ISLAMABAD, Nov 18: The health policy of the previous military government lacked focus on family health and unless all the aspects of this important element were covered, the maternal and infant mortality rates would go on increasing, said Health Secretary Ejaz Rahim here on Tuesday.
He was speaking at a workshop on “Newborn Care in Pakistan: a Situational Analysis and Implications for Pakistan” arranged by Save the Children.
The secretary health said the present health policy in fact reflected the socio-economic and political injustices and it was need of the hour to improve the policy through different interventions to reduce poverty. The strategy so devised should come in the form of political commitments, while the maternal and infant mortality rates should be the central tool to identify the problems in the health policy, he emphasized.
Mr Rahim said the health challenges required vision to start intervention at household level to bring about a qualitative change.

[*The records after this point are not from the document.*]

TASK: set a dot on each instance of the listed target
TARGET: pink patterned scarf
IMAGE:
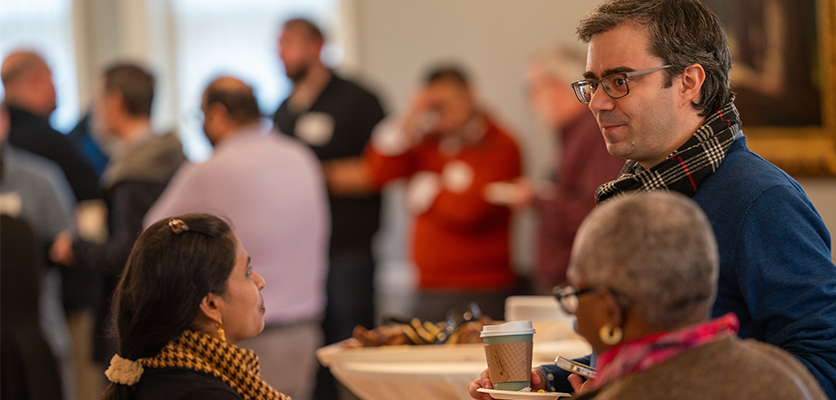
(643, 353)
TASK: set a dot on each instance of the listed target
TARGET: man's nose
(601, 100)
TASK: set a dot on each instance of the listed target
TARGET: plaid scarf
(235, 366)
(643, 353)
(687, 166)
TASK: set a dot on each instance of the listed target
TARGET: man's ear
(615, 313)
(215, 111)
(690, 86)
(209, 307)
(114, 101)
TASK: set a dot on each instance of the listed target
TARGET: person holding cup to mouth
(643, 277)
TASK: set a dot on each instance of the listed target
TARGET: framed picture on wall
(784, 77)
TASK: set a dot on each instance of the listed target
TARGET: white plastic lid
(508, 329)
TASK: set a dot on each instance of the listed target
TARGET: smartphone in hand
(574, 367)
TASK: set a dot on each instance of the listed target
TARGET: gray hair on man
(655, 248)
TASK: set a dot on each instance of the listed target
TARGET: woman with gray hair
(643, 273)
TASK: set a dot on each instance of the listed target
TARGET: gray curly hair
(655, 248)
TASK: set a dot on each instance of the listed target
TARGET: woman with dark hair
(187, 295)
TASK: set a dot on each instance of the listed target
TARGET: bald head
(236, 96)
(27, 81)
(228, 103)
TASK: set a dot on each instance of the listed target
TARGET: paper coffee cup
(508, 349)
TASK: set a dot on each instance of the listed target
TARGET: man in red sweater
(451, 151)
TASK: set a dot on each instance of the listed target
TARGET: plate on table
(513, 395)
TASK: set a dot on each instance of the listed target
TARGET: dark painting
(775, 56)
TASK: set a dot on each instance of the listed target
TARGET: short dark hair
(682, 32)
(165, 279)
(239, 101)
(308, 26)
(136, 86)
(448, 73)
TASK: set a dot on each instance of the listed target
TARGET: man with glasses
(666, 108)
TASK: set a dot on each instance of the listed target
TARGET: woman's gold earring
(610, 334)
(221, 334)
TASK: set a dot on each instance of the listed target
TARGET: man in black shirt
(335, 117)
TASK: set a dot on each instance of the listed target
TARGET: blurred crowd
(304, 195)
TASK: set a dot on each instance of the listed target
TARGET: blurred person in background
(271, 187)
(335, 117)
(30, 96)
(582, 163)
(135, 177)
(643, 279)
(36, 196)
(451, 151)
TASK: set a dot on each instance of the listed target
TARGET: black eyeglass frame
(593, 84)
(564, 292)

Lady Health Workers (LHWs) intervention is a holistic cadre working in rural population and could help in understanding the problems, he said, adding that these health workers were contributing as an agent for behavioural change. Still there was need for strengthening of the LHWs programme, he said.

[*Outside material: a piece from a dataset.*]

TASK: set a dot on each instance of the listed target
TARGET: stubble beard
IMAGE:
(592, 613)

Dr Zulfikar A Bhutta, a well-known paediatrician, said though the overall health of children had improved around the world, the mortality rate of new-born babies less than one-month-old hardly had changed, rather in some countries it had even increased.
The world leaders at the United Nations Millennium Summit in September 2000 had agreed to reduce the deaths of children less than five years old by two-thirds before 2015, he recalled.
According to the child health experts, this goal was unattainable without reducing newborn deaths by at least half, as these deaths now comprises 40 per cent of all child deaths, he said.
Dr Anne Tinker, deliberated upon the integration maternal and newborn care, global experience and said four commitments were the corner stones of these policies like political commitment, integrated focus on mothers and newborn, increased resources and effective implementation.